DES is the most important commercially of the three algorithms; it is used every day by the financial industry despite dire warnings [Hel79] of its imminent insecurity. It is implemented much more efficiently in hardware than in software, due to its dependence on bit-level permutations and other constructs not easily described in ``conventional'' high-level programming languages. The typical software speeds listed in table 2 may be compared against Wiener's 50 million key-per-second 1993 hardware implementation [Wie94].
DES is very difficult to express in TIGER until source-language constructs to support bit-permutations are added, and so a reconfigurable implementation of DES was not possible within the scope of this present work. Because of its importance to the financial industry and others, it has commerically-obtainable hardware implementations to which we can compare our paper-study results; our assumption is that DES is not easier to implement than TEA.

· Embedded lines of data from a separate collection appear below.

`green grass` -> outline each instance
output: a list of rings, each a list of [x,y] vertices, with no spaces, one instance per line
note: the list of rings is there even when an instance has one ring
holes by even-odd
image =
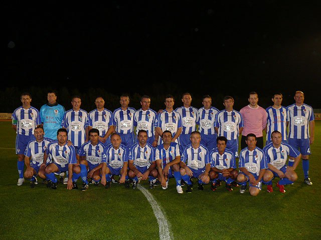
[[[316,121],[315,128],[310,158],[312,186],[303,183],[300,164],[299,179],[286,186],[284,194],[276,187],[269,194],[263,186],[253,197],[248,190],[241,194],[238,188],[230,192],[222,185],[215,192],[206,186],[204,191],[194,188],[191,194],[179,194],[174,180],[167,190],[160,186],[148,190],[174,238],[320,239],[321,121]],[[82,192],[60,184],[54,190],[41,184],[31,189],[28,181],[18,186],[16,134],[10,122],[0,122],[0,239],[159,239],[152,209],[138,190],[112,184],[108,190],[90,186]],[[141,184],[147,188],[147,182]]]

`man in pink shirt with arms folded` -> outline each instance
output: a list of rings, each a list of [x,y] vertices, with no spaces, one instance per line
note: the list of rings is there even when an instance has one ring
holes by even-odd
[[[240,110],[244,123],[241,148],[243,149],[247,146],[245,142],[246,135],[254,134],[256,136],[256,146],[263,149],[263,130],[266,126],[267,112],[257,104],[259,97],[255,92],[249,94],[248,100],[250,104]]]

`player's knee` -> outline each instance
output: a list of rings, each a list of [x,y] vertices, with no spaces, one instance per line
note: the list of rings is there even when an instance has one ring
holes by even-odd
[[[174,172],[179,172],[180,170],[180,165],[178,164],[174,164],[172,168]]]

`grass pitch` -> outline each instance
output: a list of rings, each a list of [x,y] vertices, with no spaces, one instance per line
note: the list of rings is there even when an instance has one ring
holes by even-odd
[[[141,186],[157,201],[173,239],[320,239],[321,121],[315,124],[311,186],[303,182],[301,164],[298,180],[286,186],[284,194],[277,190],[277,179],[274,192],[268,193],[263,186],[256,197],[248,188],[241,194],[238,188],[230,192],[224,184],[215,192],[207,185],[203,191],[195,187],[192,194],[179,194],[174,179],[166,190],[149,190],[146,181]],[[159,239],[152,208],[138,189],[113,184],[108,190],[90,186],[84,192],[58,184],[55,190],[41,180],[34,189],[27,180],[17,186],[16,134],[10,122],[0,122],[0,239]]]

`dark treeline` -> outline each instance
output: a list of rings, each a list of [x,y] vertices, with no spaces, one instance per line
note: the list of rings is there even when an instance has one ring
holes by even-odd
[[[235,100],[234,109],[239,110],[241,108],[248,104],[247,100],[247,94],[248,92],[240,92],[239,94],[235,95],[229,94],[228,92],[217,92],[215,91],[209,90],[204,88],[204,94],[200,94],[198,92],[193,92],[193,89],[190,90],[179,90],[175,86],[171,85],[172,87],[168,87],[164,89],[160,94],[157,93],[159,89],[157,88],[151,88],[151,90],[138,92],[138,91],[132,91],[130,90],[126,92],[112,92],[110,89],[101,88],[88,88],[86,89],[79,89],[72,88],[70,87],[62,87],[57,88],[53,88],[51,87],[46,86],[32,86],[23,89],[21,88],[11,87],[7,88],[0,90],[0,112],[12,112],[16,108],[22,105],[20,100],[20,95],[23,92],[28,92],[32,96],[32,106],[38,110],[40,107],[47,102],[47,94],[49,90],[55,90],[57,94],[57,101],[63,105],[66,110],[71,109],[72,107],[71,102],[73,96],[79,96],[82,99],[81,108],[87,112],[96,108],[94,104],[95,98],[97,96],[102,96],[105,102],[105,107],[113,111],[115,108],[119,108],[119,96],[121,94],[127,94],[129,96],[130,102],[129,106],[138,110],[141,108],[140,100],[143,95],[148,95],[151,98],[150,108],[155,111],[159,109],[164,108],[164,99],[168,94],[171,94],[175,98],[175,104],[174,108],[182,106],[181,101],[182,94],[185,92],[189,92],[191,94],[193,100],[192,105],[198,108],[203,106],[202,104],[202,96],[204,94],[209,94],[212,98],[212,106],[217,108],[219,110],[224,108],[222,104],[223,98],[225,96],[231,96]],[[199,90],[198,90],[199,91]],[[256,91],[259,94],[259,105],[264,108],[267,108],[272,104],[271,100],[272,93],[261,92]],[[288,106],[294,102],[293,96],[293,92],[288,92],[283,94],[283,100],[282,105]],[[309,105],[313,106],[313,102],[309,101],[308,96],[305,96],[305,102]]]

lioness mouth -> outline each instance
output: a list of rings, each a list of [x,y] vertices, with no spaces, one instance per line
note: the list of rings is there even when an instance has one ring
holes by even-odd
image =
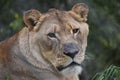
[[[78,63],[76,63],[76,62],[72,62],[72,63],[70,63],[70,64],[67,65],[67,66],[59,66],[59,67],[57,67],[57,69],[58,69],[59,71],[62,71],[62,70],[64,70],[64,69],[66,69],[66,68],[68,68],[68,67],[72,67],[72,66],[81,66],[81,64],[78,64]]]

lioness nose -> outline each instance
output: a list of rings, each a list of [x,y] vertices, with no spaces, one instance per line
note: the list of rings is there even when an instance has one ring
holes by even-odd
[[[64,44],[63,47],[64,47],[64,54],[71,58],[74,58],[75,55],[79,52],[77,45],[73,43]]]

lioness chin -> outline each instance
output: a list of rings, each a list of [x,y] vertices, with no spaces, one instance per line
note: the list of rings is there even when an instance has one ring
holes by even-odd
[[[88,7],[28,10],[25,27],[0,43],[0,80],[79,80],[87,46]]]

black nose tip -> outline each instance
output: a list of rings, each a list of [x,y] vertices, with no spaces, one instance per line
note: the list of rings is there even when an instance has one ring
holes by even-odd
[[[79,49],[77,47],[76,44],[73,44],[73,43],[67,43],[67,44],[64,44],[64,54],[71,57],[71,58],[74,58],[75,55],[79,52]]]

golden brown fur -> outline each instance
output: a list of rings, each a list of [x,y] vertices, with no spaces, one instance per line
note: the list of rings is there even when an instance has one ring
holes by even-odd
[[[24,13],[25,27],[0,43],[0,80],[78,80],[87,46],[88,7]]]

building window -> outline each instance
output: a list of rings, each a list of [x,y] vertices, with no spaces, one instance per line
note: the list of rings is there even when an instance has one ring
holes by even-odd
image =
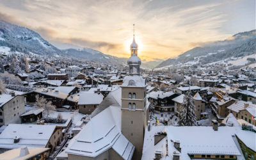
[[[132,99],[136,99],[136,93],[132,93]]]
[[[129,103],[129,109],[132,109],[132,104]]]
[[[135,103],[133,103],[133,104],[132,104],[132,109],[134,109],[134,110],[135,110],[135,108],[136,108],[136,104],[135,104]]]
[[[132,99],[132,93],[129,93],[129,99]]]

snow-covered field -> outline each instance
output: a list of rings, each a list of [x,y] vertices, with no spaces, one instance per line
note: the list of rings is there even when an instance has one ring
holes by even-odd
[[[6,53],[8,54],[11,52],[11,49],[8,47],[0,46],[0,53]]]

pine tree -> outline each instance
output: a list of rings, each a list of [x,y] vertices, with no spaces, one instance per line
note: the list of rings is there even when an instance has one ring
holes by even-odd
[[[194,111],[194,99],[191,96],[190,90],[189,90],[184,95],[181,108],[181,111],[180,112],[180,125],[188,126],[195,125],[196,118]]]
[[[0,80],[0,94],[5,93],[5,85],[2,80]]]

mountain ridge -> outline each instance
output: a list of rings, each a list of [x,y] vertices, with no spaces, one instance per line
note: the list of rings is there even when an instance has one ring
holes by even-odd
[[[241,32],[223,41],[205,44],[184,52],[174,58],[169,58],[156,68],[178,63],[207,64],[232,56],[240,57],[256,52],[256,29]]]

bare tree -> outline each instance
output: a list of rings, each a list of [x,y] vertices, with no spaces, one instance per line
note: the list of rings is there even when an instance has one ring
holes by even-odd
[[[160,90],[161,91],[166,91],[166,87],[165,86],[164,84],[161,83],[160,84]]]
[[[51,101],[47,101],[44,97],[40,97],[38,95],[36,95],[35,107],[44,109],[45,118],[47,118],[50,113],[56,109],[55,106],[52,105]]]
[[[57,122],[61,123],[63,120],[63,116],[61,113],[59,113],[57,116]]]

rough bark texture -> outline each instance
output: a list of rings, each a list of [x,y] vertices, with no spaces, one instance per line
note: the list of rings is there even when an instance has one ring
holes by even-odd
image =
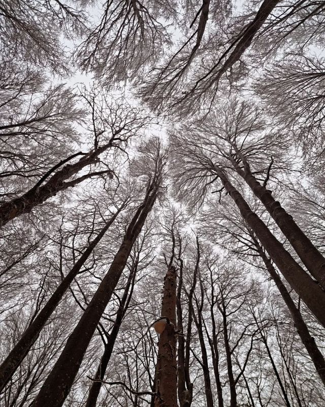
[[[111,147],[110,143],[100,147],[94,151],[91,152],[83,157],[74,164],[67,164],[52,175],[43,185],[41,185],[51,173],[61,165],[66,162],[72,157],[59,163],[51,170],[49,171],[42,179],[29,191],[18,198],[6,202],[0,206],[0,226],[4,226],[10,220],[22,215],[28,213],[37,205],[42,204],[44,201],[56,195],[60,191],[73,187],[79,184],[89,175],[84,176],[70,182],[64,182],[66,180],[73,177],[81,169],[96,162],[98,156],[102,153]],[[80,153],[75,154],[72,157],[80,155]],[[107,172],[107,171],[105,171]]]
[[[258,244],[257,243],[257,244]],[[295,326],[297,329],[297,331],[300,337],[300,339],[305,345],[305,347],[308,353],[308,355],[310,357],[321,381],[325,386],[325,360],[324,360],[324,357],[316,344],[315,339],[310,335],[308,327],[305,323],[300,311],[296,306],[294,300],[291,298],[285,286],[282,282],[276,270],[273,267],[270,259],[268,258],[263,252],[260,245],[257,247],[257,249],[268,271],[275,283],[278,289],[280,292],[280,294],[283,299],[283,301],[290,311]]]
[[[236,171],[263,204],[308,271],[325,289],[325,257],[300,229],[292,217],[274,199],[272,192],[256,179],[245,158],[241,154],[240,157],[244,163],[244,169],[235,163]]]
[[[106,369],[108,366],[108,363],[111,359],[112,353],[114,348],[114,345],[115,343],[115,340],[117,337],[118,332],[122,323],[122,321],[124,316],[126,312],[128,307],[132,293],[133,292],[133,287],[134,284],[134,280],[136,276],[137,272],[137,266],[134,268],[132,272],[130,273],[129,277],[127,280],[126,285],[124,289],[123,294],[123,297],[121,300],[121,303],[116,313],[116,318],[114,323],[114,325],[109,335],[108,335],[107,342],[105,343],[104,353],[100,362],[96,374],[93,378],[95,380],[98,381],[94,381],[91,384],[90,388],[89,389],[89,392],[88,395],[87,402],[86,402],[86,407],[96,407],[97,403],[97,399],[101,391],[102,387],[102,382],[100,381],[104,380]],[[132,285],[131,285],[132,284]],[[128,291],[131,286],[131,290],[130,294],[128,294]]]
[[[229,380],[229,388],[230,390],[230,407],[237,406],[237,393],[236,390],[236,382],[233,371],[233,362],[232,361],[232,352],[229,343],[228,334],[228,323],[227,322],[226,310],[224,300],[222,298],[221,305],[220,307],[222,315],[222,326],[223,327],[223,339],[224,341],[224,349],[225,350],[226,359],[227,361],[227,372]]]
[[[60,407],[68,395],[92,335],[125,266],[133,244],[155,200],[160,179],[149,185],[126,230],[107,274],[103,279],[40,392],[33,407]]]
[[[177,310],[177,330],[183,333],[183,314],[181,306],[181,293],[183,286],[182,259],[179,258],[179,279],[177,287],[176,298]],[[189,347],[191,332],[187,332],[186,336],[186,347]],[[177,349],[177,394],[180,407],[190,407],[193,397],[193,384],[189,381],[189,366],[185,364],[185,340],[184,335],[178,336],[178,348]]]
[[[171,266],[164,284],[161,317],[168,318],[168,323],[159,338],[154,407],[177,407],[176,308],[176,272]]]
[[[251,210],[221,168],[217,166],[215,166],[214,168],[242,216],[251,227],[285,279],[319,322],[325,326],[325,313],[323,312],[325,309],[325,293],[299,266],[272,235],[263,221]]]
[[[35,342],[48,318],[62,299],[64,293],[82,266],[119,213],[119,210],[106,223],[96,238],[78,259],[75,266],[56,288],[37,316],[25,331],[20,339],[0,366],[0,389],[2,390]]]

RC5 is a cipher proposed by Ron Rivest, which is used in RSA Data Securities' products and in a number of Internet protocols. It was explicitly designed to be simple to implement in software; i.e. no bit permutations are used. Even so, table 2 demonstrates only a 50% speed increase over DES, using highly-optimized versions of both algorithms. The lackluster performance is likely due to key-setup times; Rivest designed a lengthy sub-key generation phase into the algorithm to make brute-force key-searching substantially more difficult without slowing down conventional one-key uses of RC5.
RC5 is a 12-round algorithm, not counting 78 rounds of key setup, making this algorithm difficult to implement non-iteratively. In addition, the wide addition steps required by RC5 are costly to implement quickly in an FPGA; the RC5 algorithm will not fit in the Xilinx XC4010 we are targeting.
TEA is the simplest algorithm of the three; it uses many rounds to counter the simplicity of its round function. The author's claim of triple the speed of DES in software seems to be warranted; table 2 shows a speed-up of closer to four. The wide additions of the algorithm make it likely that the hardware complexity of TEA is comparable to that of DES. The TEA algorithm very nearly fills a Xilinx XC4010 chip; this puts its complexity as (very roughly) 10,000 gates. Eberle's GaAs DES implementation [Ebe93] uses somewhere between 4,000 and 15,000 gates.